High Desert Elk said:


> So then what is the difference between a drone and a remote control airplane as in hobby aviation?


We were at a wedding a month ago and they were using a drone to take pictures,It could just hover in place,or move to a better angle.Had a annoying hum or buzz noise.Also no cell phones could be used as they said it would interfer with the radio signals to the drone.I thought it was a distraction,but then I distract easy.:smile:


----------



## elkaddict11 (Jun 16, 2014)

Why has society stooped to the level of taking the easy way out? Half the fun of the hunt is the scouting process! Getting away from your hectic everday life and spending time with your hunting buddys/or yourself in the great outdoors. Seeing wildlife with your own 2 eyes! I realize the advantage of using a drone but don't see the appeal. It's sad to see people this dependent on technology.


----------



## Springville Shooter (Oct 15, 2010)

Using drones to harass animals is lame.------SS


----------



## Bax* (Dec 14, 2008)

I think drones should be used for hog hunting personally.


----------



## Springville Shooter (Oct 15, 2010)

Ok, hogs, coyotes, and other varmints as long as no respectable animals are harassed in the process. I would definitely fish with a drone.-----SS


----------



## High Desert Elk (Aug 21, 2012)

I think they outlawed them so people wouldn't confuse the flying drones with the drones of our useless and idiotic state legislature.


----------



## Bax* (Dec 14, 2008)

Does fishing with a drone require a second pole permit?


----------



## elkfromabove (Apr 20, 2008)

Bax* said:


> Does fishing with a drone require a second pole permit?

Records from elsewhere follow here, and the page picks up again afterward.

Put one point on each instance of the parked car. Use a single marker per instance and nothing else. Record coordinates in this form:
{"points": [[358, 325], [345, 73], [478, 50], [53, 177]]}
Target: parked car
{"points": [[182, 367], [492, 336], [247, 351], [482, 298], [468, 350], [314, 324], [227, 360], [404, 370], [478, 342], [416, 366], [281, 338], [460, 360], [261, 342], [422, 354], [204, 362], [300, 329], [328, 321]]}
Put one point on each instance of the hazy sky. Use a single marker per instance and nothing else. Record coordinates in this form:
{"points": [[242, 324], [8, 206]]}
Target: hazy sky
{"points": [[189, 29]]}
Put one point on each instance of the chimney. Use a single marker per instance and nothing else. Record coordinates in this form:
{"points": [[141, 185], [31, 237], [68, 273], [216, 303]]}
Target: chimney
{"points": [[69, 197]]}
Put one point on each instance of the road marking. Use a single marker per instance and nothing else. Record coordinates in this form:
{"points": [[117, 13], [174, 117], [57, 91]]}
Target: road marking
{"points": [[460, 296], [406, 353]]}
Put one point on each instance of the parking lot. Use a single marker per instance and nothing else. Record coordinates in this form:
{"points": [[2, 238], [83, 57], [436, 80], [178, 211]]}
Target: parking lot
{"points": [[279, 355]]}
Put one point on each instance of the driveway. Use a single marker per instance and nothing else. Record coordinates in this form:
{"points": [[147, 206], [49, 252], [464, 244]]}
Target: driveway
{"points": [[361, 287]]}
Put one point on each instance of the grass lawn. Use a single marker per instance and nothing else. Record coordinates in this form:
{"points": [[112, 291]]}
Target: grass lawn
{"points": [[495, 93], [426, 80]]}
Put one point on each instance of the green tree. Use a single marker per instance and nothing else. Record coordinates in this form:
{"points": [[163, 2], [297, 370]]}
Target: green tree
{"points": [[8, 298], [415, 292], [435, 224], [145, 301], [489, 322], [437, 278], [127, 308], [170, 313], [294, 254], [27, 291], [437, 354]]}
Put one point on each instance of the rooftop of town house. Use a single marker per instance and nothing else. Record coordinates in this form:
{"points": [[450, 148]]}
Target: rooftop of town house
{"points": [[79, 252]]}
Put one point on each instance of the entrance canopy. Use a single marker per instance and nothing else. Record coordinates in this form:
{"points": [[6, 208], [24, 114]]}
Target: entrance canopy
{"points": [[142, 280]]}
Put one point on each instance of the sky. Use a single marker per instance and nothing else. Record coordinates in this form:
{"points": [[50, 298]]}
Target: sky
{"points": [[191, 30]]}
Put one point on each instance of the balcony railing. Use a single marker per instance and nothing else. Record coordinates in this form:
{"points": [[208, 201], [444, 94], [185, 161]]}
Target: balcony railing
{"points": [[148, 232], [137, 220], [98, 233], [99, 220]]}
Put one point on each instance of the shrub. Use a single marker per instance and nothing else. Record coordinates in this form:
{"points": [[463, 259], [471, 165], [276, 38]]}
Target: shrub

 Cool! Trolling with a drone! Just don't let it get more than 100 feet away and make sure it will stay in the air with a monster fish! >>O


----------



## Springville Shooter (Oct 15, 2010)

Bax* said:


> Does fishing with a drone require a second pole permit?


Not after today!, just a combo license.------SS


----------



## GaryFish (Sep 7, 2007)

High Desert Elk said:


> So then what is the difference between a drone and a remote control airplane as in hobby aviation?


There isn't a difference. The media started using the term "drone" because it sounded scary. Drones are remote controlled aircraft. That's it. The military call them UAV (Unmanned Aerial Vehicle) or UAS (Unmanned Aerial System), meaning, a pilot-less aircraft.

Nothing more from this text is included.